Anticipated problems and solutions
1. Unfamiliar vocabulary might cause problems in understanding the story.
Class will do a context rich, multiple choice exercise based on pre-selected lexical items. NB this will take place before the observation. (See exercise included in lesson plan materials)

2. Some students are slower readers than others.
Listening to and reading the story at the same time should aid slower readers in keeping up.

3. It might be difficult to follow the connection between parts of the story and to infer the relationships and attitudes alluded to in the story.
Focusing on leading questions before and while reading and paired discussion after reading should increase their chances of understanding.

4. Understanding songs is something most students have problems with but ultimately enjoy doing.
Allowing prediction before listening and playing the song after the main themes of the story (the song is based on) have been at least partially understood should provide them with the necessary background and interest to increase chances at success in the task.

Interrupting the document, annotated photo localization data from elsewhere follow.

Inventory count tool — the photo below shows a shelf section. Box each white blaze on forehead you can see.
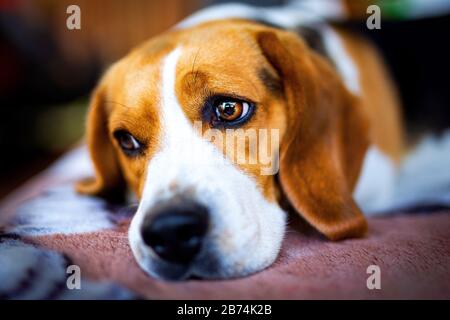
[129,48,285,277]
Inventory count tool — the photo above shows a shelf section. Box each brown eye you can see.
[114,130,142,156]
[216,100,249,121]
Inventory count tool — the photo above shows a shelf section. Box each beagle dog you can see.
[77,5,403,280]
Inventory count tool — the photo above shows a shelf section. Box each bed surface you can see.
[0,148,450,299]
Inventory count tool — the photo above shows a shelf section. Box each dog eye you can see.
[114,130,142,156]
[214,98,252,123]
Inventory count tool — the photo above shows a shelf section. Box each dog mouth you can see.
[129,185,285,281]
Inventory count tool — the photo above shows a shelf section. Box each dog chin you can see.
[131,235,276,281]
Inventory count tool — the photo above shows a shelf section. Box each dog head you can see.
[77,20,367,279]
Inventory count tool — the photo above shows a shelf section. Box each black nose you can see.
[141,202,209,264]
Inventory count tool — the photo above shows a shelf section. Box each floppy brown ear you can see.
[257,31,368,240]
[76,87,124,200]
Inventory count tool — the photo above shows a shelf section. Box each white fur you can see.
[353,146,397,214]
[129,48,285,277]
[176,0,360,94]
[353,131,450,215]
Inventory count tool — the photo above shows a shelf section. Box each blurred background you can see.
[0,0,450,199]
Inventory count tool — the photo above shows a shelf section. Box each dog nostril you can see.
[141,203,208,264]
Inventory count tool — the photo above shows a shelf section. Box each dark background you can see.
[0,0,450,198]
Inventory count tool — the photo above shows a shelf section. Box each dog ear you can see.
[257,31,368,240]
[76,86,124,200]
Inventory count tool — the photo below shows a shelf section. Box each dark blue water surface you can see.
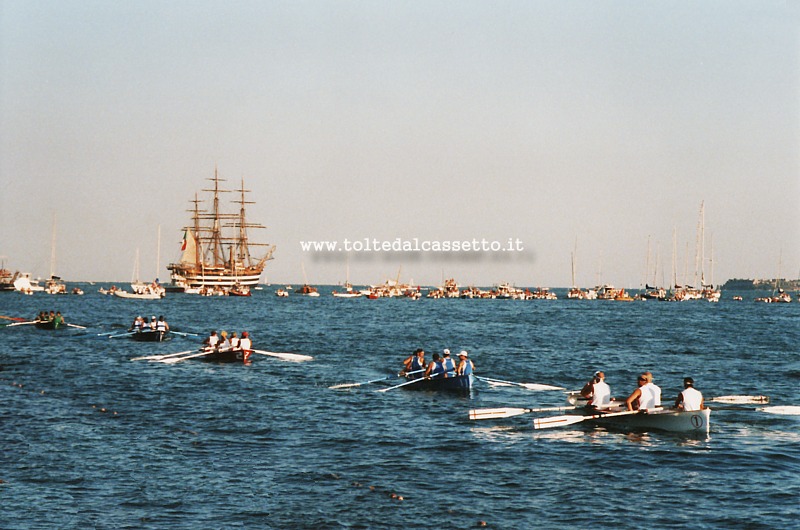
[0,285,800,529]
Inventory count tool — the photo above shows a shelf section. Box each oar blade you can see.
[756,405,800,416]
[253,350,314,363]
[533,415,592,430]
[521,383,566,391]
[709,396,769,405]
[469,407,529,420]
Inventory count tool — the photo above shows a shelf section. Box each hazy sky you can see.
[0,0,800,287]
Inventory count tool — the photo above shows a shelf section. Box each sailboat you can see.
[332,261,363,298]
[44,214,67,294]
[114,248,166,300]
[567,237,597,300]
[167,168,275,290]
[297,263,319,297]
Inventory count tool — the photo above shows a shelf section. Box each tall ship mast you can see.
[167,168,275,290]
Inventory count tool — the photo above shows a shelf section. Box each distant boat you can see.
[167,168,275,289]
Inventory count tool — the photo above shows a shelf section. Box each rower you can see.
[625,372,661,410]
[400,348,425,379]
[442,348,456,377]
[675,377,703,411]
[203,331,219,350]
[425,353,445,379]
[581,370,611,410]
[239,331,253,362]
[457,350,475,375]
[217,331,231,351]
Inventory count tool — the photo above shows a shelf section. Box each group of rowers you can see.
[203,331,253,352]
[128,315,169,333]
[400,348,475,379]
[581,371,704,413]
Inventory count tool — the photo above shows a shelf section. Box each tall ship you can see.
[167,168,275,292]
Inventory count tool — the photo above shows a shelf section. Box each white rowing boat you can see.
[591,408,711,433]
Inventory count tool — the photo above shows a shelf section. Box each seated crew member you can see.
[217,331,231,351]
[400,348,425,379]
[456,350,475,375]
[625,372,661,410]
[442,348,456,377]
[425,353,444,379]
[675,377,705,411]
[239,331,253,362]
[203,331,219,350]
[581,370,611,410]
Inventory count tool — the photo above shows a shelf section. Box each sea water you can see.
[0,285,800,529]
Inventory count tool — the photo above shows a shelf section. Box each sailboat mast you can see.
[50,212,56,278]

5. This type of story may not usually be of interest to some students.
Interest may be stimulated by listening to readers breathe life into the characters. And by leaving much of the story unread, students may be inclined to read the rest. By presenting a song based on the story I hope to raise interest as well.

Aids and materials
§ A story by Raymond Carver titled, "So much water, So close to home."
§ A song based on the story by Paul Kelly & The Messengers titled, "Everything turns to white."
§ Questions on the reading done in class
§ A report form to encourage outside reading
§ An Overhead projector

Class profile
This class consists of 10 students. I have been with the majority of these students since October and I am generally pleased with their motivation and progress. There are two students, both named Raul, who have been in this class since September and are among the 'strongest' of the group in terms of overall level. The majority, as I mentioned have been coming to class since October or at least for the past three to four months with the exception of Javier who has only just joined the class at the beginning of January. He is arguably the 'weakest' student in the group, especially in the areas of listening- comprehension, and pronunciation. The majority are doing quite well at their present level and with the exception of Javier, I suspect that they will all do well on their 'end of level' exam coming up at the end of march. Alicia and Dario are among the better writers in the group and have a more diverse range of vocabulary and structures when speaking as well.

They are largely young professionals between the ages of 21 and 35 and come to class directly after work. Most use English at work on a daily basis as was made apparent in their answers to a questionnaire on reading habits and reading in English. Several of them are doing something related to economics and therefore read lots of press in order to keep up with the daily changes in the market. One student, Carlos, is a professional writer and writes for a women's magazine. They are motivated and enjoy each other's company in class, work well in groups and pairs and are fairly autonomous when asked to work on their own or do homework. They do come straight from work, however and although they make the effort, not everyone is able to get to class on time. I have made a point of not making a big deal of this but I do start the class punctually with whoever is there and that motivates everyone to try to be punctual. The course they are currently on ends at the end of March and that is one big reason for this lesson as I want to encourage them to continue to improve their English outside of class and I believe extensive reading is key in this area.